View Full Version : Antennas, grain elevators, burning out radios?


markscs
12-14-2007, 05:36 PM
I'm posting this here because I feel it probably has something to do with antenna grounding, so here goes....

What is the "proper" way to set up a POP on something like a grain elevator or water tower?

We had a situation a while back where we set up a small repeater with two Engenius EOC 3220 EXT radios, connected to an omni (AP), and one a grid (bridge), then connected them by crossover at the POE injector.

Worked fine... ...for a couple weeks or so, then the omni radio's ethernet port would burn out. So we'd replace it.. a couple weeks later, same thing. Didn't seem to be anything specifically that triggered it as far as we could tell (no lightning etc).

We replaced the mini repeater (which was just to do some cheap testing anyhow) with a 3 sector hyperlink array, surge protector at the antenna, grounded with thick cable to the structure itself, grounded the 5ghz backhaul antenna (surge protector at the antenna), and grounded the case of the Lucaya 4-port radio box. It's been a month or so and no problems since (knock on wood).

Lately we've started having a similar problem with a similar setup on another grain elevator (a test site) it had been working fine all fall but then just recently we've had to replace 3 radios in a span of a month.

So tomorrow I'm going to go and replace it with a two-port StarOS box, put arrestors on everything etc. etc. and hope I don't have to worry about it again until I have to replace the unit with one that has more antenna ports down the road. :)

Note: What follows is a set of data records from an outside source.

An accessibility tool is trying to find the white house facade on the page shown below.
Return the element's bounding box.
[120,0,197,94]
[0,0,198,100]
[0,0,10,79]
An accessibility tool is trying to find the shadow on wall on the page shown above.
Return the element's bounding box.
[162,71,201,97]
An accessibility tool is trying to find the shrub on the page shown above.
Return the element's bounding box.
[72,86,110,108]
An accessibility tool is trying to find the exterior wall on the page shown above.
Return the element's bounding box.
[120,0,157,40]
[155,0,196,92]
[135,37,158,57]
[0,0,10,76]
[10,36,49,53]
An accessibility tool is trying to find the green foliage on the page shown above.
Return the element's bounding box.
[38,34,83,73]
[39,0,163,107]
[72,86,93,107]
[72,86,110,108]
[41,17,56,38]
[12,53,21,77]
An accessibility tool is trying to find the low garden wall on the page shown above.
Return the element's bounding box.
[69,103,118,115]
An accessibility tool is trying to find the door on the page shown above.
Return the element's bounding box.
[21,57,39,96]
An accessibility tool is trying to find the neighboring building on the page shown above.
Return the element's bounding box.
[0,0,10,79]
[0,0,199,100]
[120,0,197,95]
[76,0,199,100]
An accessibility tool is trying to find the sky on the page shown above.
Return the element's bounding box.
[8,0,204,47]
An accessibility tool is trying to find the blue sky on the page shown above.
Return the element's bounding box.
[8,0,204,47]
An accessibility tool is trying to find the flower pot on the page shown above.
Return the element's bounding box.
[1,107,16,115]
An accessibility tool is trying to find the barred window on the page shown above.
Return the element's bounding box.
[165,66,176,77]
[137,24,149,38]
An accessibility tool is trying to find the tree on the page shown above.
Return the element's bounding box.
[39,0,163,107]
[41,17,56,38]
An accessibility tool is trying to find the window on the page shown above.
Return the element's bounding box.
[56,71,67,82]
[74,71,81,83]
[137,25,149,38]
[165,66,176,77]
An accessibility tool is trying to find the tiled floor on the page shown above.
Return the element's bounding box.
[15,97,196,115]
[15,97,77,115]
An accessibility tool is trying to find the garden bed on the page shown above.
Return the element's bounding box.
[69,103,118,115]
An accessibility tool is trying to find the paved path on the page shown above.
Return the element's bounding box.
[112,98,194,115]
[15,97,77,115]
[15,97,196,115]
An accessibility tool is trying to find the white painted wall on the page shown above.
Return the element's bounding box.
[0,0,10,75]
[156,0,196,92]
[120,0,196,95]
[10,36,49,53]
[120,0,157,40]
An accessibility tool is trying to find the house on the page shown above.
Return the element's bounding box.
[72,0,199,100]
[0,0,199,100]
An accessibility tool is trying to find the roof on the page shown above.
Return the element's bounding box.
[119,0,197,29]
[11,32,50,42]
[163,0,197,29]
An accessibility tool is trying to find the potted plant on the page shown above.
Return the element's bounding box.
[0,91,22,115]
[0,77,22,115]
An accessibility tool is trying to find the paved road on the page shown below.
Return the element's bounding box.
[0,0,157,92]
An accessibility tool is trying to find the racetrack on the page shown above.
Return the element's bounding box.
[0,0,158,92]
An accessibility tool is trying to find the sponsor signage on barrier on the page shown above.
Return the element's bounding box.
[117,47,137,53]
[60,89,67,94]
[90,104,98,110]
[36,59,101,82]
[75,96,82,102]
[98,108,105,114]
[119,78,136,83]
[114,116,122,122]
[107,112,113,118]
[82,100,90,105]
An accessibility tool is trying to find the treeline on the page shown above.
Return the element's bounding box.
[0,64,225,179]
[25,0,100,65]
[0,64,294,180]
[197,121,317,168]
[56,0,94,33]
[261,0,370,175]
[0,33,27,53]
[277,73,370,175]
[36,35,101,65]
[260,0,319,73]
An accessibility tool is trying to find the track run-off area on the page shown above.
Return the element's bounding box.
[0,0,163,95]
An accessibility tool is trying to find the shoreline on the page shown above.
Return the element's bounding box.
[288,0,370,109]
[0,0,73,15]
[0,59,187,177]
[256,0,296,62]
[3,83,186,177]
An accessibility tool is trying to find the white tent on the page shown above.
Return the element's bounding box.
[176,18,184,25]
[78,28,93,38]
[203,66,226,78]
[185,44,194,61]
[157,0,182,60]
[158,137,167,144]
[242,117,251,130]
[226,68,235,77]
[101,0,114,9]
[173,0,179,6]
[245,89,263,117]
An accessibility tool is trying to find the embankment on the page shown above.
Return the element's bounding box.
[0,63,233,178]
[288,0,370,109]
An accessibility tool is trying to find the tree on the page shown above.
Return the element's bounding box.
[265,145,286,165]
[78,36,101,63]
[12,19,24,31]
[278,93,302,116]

Can anyone explain whats going on, and is the way "I'm doing it now" the recommended way? Oh, on the staros boxes, the ethernet is only used to power the unit (the data port on the poe injector is empty).

Ick
12-15-2007, 12:10 PM
We had a similar experience on a grain elevator. We had a lot of strange things happening, power supplies dieing mainly. One day, as soon as we hooked up the ul connector on the card, the wrap board would go dead. As soon as we unhooked it, it powered back on.

This time of the year, they are moving grain form silo to silo which creates an amazing about of static electricity.

I hired an electrician to ground all of the hand rails on top of the elevator, then I grounded all of our equipment to the hand railing. I kinda questioned his means of grounding, he just tied it into the current electrical system ground (running 200' of large cable down the elevator into a grounding rod was not an option) But we have not had any issues since then, that was two years ago.

Stratolinks
12-15-2007, 10:02 PM
Fifteen of our sites are on grain elevators. Many of them have been up since early 2002. Since then I have lost 2 Power Supplies (from nearby lightning coming in over AC line, both were easily fixed with a new fuse and a new MOV) and one, maybe two radio cards have stopped working over the years.

ALL equipment is inside metal boxes that are bolted to the steel structure. Power runs are in aluminum armored Tek cable. DC blocked surge suppressors are on all antenna connections. Yes you can get a lot of static from the moving of dry grain, but if all your equipment is tied to a common ground it shouldn't get into any of your equipment.

therealboss
12-17-2007, 02:47 AM
................"SNIP"................

ALL equipment is inside metal boxes that are bolted to the steel structure. Power runs are in aluminum armored Tek cable. DC blocked surge suppressors are on all antenna connections. Yes you can get a lot of static from the moving of dry grain, but if all your equipment is tied to a common ground it shouldn't get into any of your equipment.

I agree, grounding is the key....

gunther_01
12-18-2007, 06:01 PM
Part of the key is "common ground" Not just the same structure as I have found. If you run your grounds from the different arrestors. Run them to one place. Then ground that one to one point if possible.

But yes, Metal boxes, arrestors on everything in or out of that box, and bond it well.